La transition écologique est enterrée aux Etats-Unis, au moins au niveau fédéral, et rencontre un mur d’opposition en Europe. Les manifestations du backlash écologique vont de la mise en cause de l’inflation réglementaire à, ce qui est plus préoccupant, la contestation des faits scientifiques.
En Europe, la critique principale porte sur l’inflation normative. La Commission européenne est connue pour sa production prolifique de directives. La France est souvent accusée de zèle excessif : c’est la fameuse surtransposition. Entre autres, l’interdiction des voitures thermiques d’ici 2035, la fin des chaudières au fioul, les Zones à Faibles Émissions (ZFE), le Zéro Artificialisation Nette (ZAN) suscitent de fortes oppositions.

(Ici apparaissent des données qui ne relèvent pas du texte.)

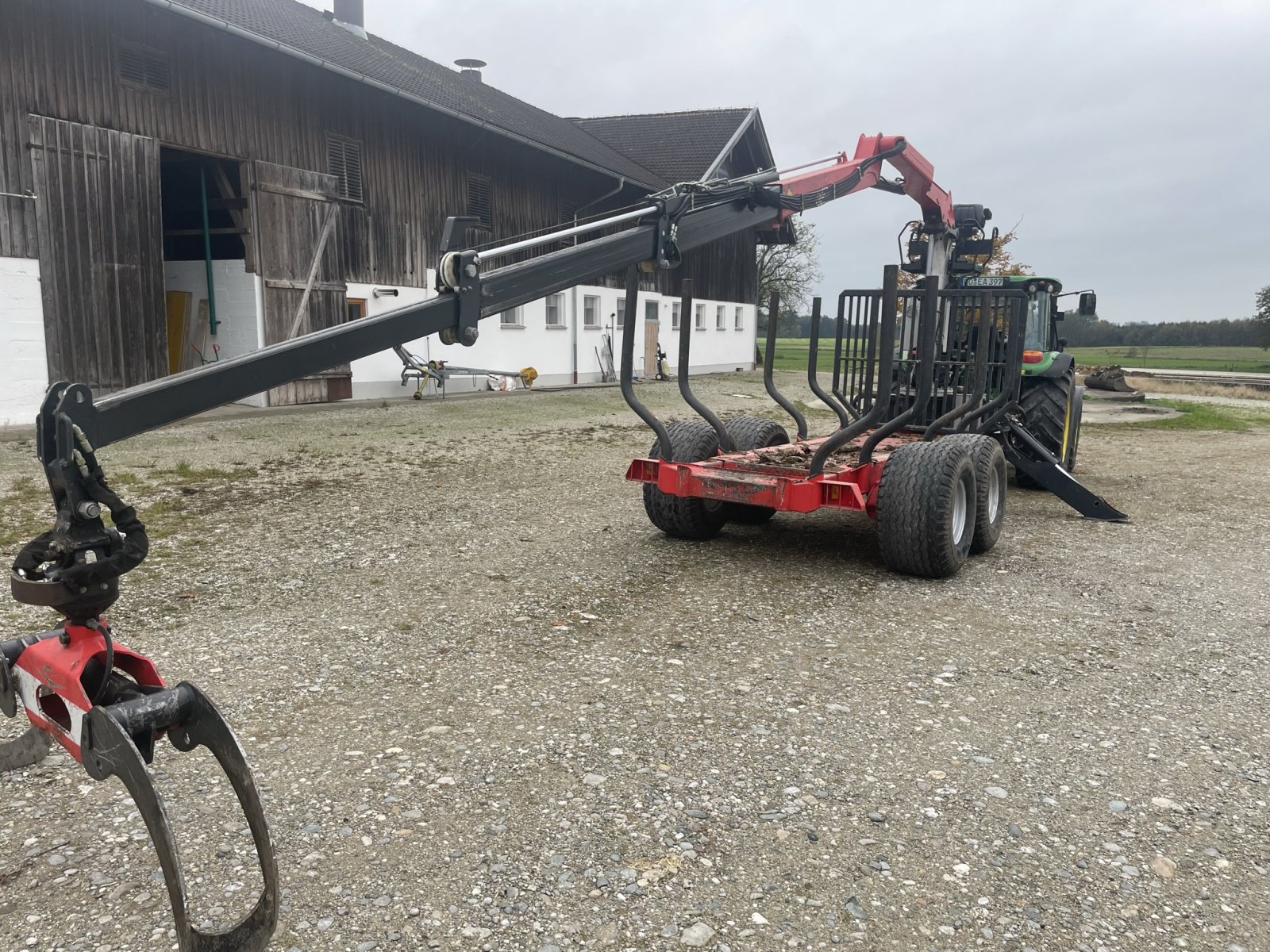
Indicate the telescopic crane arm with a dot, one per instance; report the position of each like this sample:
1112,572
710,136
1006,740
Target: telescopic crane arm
107,704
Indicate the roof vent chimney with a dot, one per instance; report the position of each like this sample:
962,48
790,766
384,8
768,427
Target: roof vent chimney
351,14
470,69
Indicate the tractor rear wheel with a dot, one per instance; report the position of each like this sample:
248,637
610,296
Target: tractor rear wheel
926,509
753,433
990,482
686,517
1052,413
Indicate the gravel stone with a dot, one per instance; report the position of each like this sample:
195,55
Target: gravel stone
696,936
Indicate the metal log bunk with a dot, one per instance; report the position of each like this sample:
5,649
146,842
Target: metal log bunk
912,366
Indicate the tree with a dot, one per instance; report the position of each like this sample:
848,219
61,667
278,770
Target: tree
791,271
1263,317
1001,262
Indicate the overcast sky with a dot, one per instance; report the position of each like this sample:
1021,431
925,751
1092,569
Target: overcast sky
1130,140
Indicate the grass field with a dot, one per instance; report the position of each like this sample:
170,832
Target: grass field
1249,359
791,355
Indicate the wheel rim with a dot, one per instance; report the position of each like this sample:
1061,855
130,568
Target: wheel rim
959,507
994,494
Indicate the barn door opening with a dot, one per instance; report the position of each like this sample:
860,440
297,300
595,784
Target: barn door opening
298,213
209,259
651,327
101,253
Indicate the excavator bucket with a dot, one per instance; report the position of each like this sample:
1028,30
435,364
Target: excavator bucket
1108,378
107,708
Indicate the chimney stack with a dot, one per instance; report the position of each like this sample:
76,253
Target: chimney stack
351,14
470,69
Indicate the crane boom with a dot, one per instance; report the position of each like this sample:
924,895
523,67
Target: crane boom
106,704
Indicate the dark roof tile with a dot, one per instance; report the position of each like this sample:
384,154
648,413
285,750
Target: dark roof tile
677,146
310,32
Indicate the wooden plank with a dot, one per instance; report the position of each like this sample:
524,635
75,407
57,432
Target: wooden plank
210,232
313,268
302,285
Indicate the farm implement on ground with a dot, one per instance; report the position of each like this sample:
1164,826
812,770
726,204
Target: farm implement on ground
423,372
108,706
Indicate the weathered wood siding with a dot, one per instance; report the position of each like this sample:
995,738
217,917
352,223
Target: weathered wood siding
233,98
237,99
102,279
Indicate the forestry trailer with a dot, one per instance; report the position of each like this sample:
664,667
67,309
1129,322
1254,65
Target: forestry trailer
935,490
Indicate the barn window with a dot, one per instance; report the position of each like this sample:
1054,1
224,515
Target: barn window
143,67
344,162
478,200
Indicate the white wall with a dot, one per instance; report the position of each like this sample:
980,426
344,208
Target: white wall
23,363
237,308
550,349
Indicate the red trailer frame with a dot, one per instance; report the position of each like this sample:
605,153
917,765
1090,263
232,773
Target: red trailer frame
776,478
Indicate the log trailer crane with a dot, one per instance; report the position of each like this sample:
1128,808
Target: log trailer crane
107,704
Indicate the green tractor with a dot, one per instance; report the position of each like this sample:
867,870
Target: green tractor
1051,400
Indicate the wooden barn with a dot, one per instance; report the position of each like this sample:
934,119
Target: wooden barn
184,181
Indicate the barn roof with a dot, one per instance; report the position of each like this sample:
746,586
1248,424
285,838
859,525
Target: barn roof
681,146
300,31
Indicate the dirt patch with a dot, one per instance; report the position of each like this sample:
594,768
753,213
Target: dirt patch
491,708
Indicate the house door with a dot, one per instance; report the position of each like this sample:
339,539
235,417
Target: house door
651,325
101,254
298,215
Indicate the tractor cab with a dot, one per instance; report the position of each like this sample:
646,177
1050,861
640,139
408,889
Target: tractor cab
1041,336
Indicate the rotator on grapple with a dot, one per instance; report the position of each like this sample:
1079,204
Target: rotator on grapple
103,702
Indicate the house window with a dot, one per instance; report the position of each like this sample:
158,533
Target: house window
143,67
478,200
344,162
556,310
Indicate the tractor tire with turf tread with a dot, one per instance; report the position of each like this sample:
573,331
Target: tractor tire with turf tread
988,460
1045,405
916,503
753,433
686,517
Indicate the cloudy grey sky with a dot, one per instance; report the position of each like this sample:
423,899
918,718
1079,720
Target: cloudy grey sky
1130,139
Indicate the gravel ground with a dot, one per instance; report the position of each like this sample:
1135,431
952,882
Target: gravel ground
492,708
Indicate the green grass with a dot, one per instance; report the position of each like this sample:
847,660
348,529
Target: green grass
1206,416
791,355
1248,359
192,474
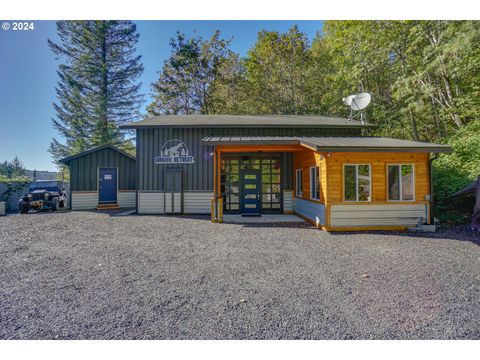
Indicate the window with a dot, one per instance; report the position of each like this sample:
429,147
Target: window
298,183
315,182
357,182
401,186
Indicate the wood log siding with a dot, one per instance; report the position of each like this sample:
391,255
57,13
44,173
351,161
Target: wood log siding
378,162
304,160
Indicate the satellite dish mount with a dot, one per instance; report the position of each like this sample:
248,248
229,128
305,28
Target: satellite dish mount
358,103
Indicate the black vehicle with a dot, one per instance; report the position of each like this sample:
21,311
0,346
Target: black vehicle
43,195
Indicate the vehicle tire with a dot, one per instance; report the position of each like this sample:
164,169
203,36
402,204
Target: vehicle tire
55,204
23,208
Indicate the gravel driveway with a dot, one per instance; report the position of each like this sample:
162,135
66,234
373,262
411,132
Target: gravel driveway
84,275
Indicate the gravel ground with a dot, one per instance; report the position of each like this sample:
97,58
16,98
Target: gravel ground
84,275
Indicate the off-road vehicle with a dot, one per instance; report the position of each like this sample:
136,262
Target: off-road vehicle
43,195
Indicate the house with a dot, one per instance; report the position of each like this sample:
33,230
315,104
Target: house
325,169
101,178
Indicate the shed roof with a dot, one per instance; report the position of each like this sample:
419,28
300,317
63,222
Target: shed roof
243,121
329,143
67,160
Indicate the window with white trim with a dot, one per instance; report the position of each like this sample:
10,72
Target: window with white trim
401,182
315,182
298,183
357,182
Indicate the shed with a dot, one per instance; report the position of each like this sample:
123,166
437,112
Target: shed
103,177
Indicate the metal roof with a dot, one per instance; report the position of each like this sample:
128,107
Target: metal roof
330,143
86,152
258,121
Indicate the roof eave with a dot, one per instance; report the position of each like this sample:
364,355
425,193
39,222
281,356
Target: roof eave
385,149
329,126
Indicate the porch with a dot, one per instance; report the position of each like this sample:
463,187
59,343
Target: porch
340,183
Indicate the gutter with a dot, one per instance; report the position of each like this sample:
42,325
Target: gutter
430,170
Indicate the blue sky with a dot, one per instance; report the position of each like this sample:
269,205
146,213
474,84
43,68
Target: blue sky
28,75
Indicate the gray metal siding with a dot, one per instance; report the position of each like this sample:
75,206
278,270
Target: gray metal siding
83,170
199,176
311,210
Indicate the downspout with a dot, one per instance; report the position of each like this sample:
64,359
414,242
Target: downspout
430,170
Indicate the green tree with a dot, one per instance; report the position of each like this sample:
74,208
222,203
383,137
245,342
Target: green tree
275,73
185,81
98,86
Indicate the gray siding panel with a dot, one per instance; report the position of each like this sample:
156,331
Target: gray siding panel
377,215
83,170
199,176
311,210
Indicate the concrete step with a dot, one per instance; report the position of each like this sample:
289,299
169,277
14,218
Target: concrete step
107,206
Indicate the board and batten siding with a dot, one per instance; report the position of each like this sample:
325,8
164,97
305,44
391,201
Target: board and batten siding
199,176
84,170
377,215
84,200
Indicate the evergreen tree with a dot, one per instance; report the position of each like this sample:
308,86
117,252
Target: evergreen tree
98,86
185,82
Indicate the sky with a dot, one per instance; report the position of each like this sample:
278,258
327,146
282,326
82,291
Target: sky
28,75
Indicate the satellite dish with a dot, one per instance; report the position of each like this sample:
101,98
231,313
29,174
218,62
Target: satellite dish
357,102
348,100
361,101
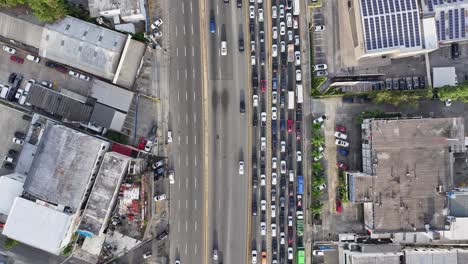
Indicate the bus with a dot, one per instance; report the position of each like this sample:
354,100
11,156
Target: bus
300,256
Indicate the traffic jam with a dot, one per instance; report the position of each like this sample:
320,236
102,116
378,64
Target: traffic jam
277,181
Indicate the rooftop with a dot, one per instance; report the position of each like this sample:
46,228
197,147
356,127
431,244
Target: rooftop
37,225
63,165
411,160
104,193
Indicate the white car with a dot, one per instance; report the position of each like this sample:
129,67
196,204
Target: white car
319,67
298,156
283,167
298,76
33,58
282,28
319,28
254,256
297,56
275,32
341,143
260,15
160,197
263,228
273,230
274,114
156,24
9,50
274,50
252,12
341,135
320,119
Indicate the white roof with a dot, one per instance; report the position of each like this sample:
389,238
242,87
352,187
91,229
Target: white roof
9,190
37,225
444,76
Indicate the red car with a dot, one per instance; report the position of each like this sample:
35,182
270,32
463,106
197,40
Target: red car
263,85
340,128
290,125
339,207
342,166
17,59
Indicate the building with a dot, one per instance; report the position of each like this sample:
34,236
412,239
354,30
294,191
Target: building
407,172
392,28
127,10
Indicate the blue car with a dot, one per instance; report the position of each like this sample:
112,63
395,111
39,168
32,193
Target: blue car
212,25
342,151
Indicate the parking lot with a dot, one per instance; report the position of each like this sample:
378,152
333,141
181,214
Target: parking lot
12,121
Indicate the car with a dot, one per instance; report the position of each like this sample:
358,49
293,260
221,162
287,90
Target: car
282,28
321,187
340,128
17,59
341,143
262,179
263,228
274,50
298,156
283,146
273,230
318,67
18,141
263,118
320,119
342,166
283,167
74,74
241,167
9,50
254,256
255,100
338,206
171,177
342,151
341,135
298,76
274,32
319,28
274,114
160,197
251,12
260,15
147,255
156,24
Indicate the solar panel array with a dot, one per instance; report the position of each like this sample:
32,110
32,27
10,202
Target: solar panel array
451,24
390,23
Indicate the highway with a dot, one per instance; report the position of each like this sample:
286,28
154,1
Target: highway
227,140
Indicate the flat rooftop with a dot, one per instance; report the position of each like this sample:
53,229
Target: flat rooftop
104,193
411,158
63,165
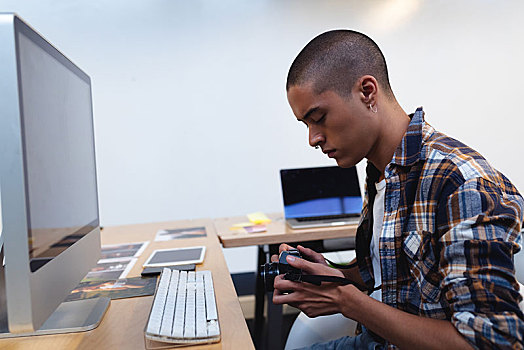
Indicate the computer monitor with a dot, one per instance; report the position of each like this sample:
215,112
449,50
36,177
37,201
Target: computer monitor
48,188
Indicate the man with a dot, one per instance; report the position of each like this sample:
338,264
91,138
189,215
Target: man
440,225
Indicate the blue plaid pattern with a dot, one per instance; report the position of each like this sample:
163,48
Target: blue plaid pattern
451,227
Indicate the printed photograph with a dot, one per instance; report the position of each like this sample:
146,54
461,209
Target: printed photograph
181,233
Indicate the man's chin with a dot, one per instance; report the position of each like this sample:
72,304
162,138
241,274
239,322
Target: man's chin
344,163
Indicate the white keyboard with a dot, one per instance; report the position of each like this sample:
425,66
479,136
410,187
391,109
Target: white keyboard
184,309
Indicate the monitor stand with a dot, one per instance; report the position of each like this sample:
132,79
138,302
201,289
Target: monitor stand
72,316
69,317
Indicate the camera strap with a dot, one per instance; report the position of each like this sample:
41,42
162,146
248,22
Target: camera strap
318,279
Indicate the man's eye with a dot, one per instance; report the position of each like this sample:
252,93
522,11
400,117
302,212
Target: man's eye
321,119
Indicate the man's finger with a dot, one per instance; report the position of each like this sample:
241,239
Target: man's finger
301,264
284,247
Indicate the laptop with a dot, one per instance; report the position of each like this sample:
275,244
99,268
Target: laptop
321,197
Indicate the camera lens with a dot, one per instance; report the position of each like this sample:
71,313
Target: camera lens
268,273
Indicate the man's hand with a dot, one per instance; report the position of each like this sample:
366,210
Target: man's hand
311,299
306,253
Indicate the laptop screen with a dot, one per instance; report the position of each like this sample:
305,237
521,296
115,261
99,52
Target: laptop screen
324,191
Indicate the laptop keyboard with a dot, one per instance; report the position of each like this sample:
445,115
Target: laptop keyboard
327,217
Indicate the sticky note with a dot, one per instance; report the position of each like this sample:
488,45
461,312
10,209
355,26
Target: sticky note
258,218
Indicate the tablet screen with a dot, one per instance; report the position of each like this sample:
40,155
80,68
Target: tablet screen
177,256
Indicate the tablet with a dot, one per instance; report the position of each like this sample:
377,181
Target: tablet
176,256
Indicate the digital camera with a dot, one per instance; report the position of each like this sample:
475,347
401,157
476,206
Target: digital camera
270,270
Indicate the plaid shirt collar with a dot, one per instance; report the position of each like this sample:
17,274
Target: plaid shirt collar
409,150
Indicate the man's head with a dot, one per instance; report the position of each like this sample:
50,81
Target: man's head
334,61
338,86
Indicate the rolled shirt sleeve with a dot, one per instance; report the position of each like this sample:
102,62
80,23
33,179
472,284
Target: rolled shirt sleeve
481,235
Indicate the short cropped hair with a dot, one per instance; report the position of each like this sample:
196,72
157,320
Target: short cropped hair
334,60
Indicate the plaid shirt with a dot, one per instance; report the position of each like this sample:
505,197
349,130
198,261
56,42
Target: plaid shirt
451,227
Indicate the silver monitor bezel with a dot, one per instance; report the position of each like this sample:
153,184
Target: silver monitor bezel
31,296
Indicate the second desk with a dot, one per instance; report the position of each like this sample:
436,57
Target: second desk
277,232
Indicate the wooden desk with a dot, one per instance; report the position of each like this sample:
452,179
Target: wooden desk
277,232
123,325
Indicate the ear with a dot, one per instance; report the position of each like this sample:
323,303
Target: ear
368,87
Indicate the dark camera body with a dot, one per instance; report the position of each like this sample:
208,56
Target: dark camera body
272,270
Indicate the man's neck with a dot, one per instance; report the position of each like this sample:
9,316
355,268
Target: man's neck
394,123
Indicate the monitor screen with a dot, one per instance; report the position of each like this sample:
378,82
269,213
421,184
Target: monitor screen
58,146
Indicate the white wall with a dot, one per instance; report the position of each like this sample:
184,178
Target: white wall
189,99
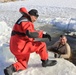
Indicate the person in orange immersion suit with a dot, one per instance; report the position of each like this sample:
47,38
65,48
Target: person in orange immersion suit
22,42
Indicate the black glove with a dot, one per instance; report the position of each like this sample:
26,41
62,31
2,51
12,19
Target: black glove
56,55
46,35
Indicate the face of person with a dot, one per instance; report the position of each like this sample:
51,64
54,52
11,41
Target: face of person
63,40
33,18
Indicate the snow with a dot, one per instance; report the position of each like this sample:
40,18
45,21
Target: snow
52,12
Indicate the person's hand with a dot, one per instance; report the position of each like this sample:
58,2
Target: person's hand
56,55
46,35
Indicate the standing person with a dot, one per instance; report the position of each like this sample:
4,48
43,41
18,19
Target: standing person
22,42
61,48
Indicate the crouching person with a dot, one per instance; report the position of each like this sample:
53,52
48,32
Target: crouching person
22,42
61,48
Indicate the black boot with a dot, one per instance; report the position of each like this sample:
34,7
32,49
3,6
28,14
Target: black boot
48,62
9,70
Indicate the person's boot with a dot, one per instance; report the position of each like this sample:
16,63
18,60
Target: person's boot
48,62
9,70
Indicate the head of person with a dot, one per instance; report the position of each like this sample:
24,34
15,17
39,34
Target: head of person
33,14
63,39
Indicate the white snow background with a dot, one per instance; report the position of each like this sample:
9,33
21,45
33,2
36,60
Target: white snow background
51,11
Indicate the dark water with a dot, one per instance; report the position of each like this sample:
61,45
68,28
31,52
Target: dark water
55,33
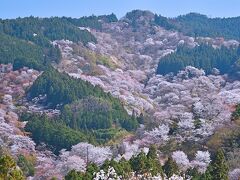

Règlementer est justifié dans deux cas : quand la technologie ou produit dont on veut limiter l’usage ou que l’on veut éliminer est dangereux, pour la santé humaine ou pour la biodiversité par exemple, et quand la population n’accepte pas les politiques de prix (taxe carbone, taxe sur les pesticides…). Les gouvernements ont traditionnellement une préférence pour les normes et réglementations par rapport aux taxes car elles soulèvent sur le moment peu d’opposition, le coût supporté par les agents qui les subissent étant caché, alors que le coût supplémentaire induit par une taxe est parfaitement visible. En outre, normes et réglementations semblent à première vue plus justes que la taxe : tout le monde y est assujetti de la même façon, alors que dans le cas de la taxe les plus pauvres sont contraints tandis que les plus riches peuvent payer et ne pas changer de comportement. Après le mouvement des gilets jaunes en France, la préférence de l’Europe pour les réglementations s’est encore accentuée. On s’aperçoit maintenant que l’acceptabilité des réglementations est bien moins bonne que ce que l’on avait cru. S’est-on trompé d’instrument ?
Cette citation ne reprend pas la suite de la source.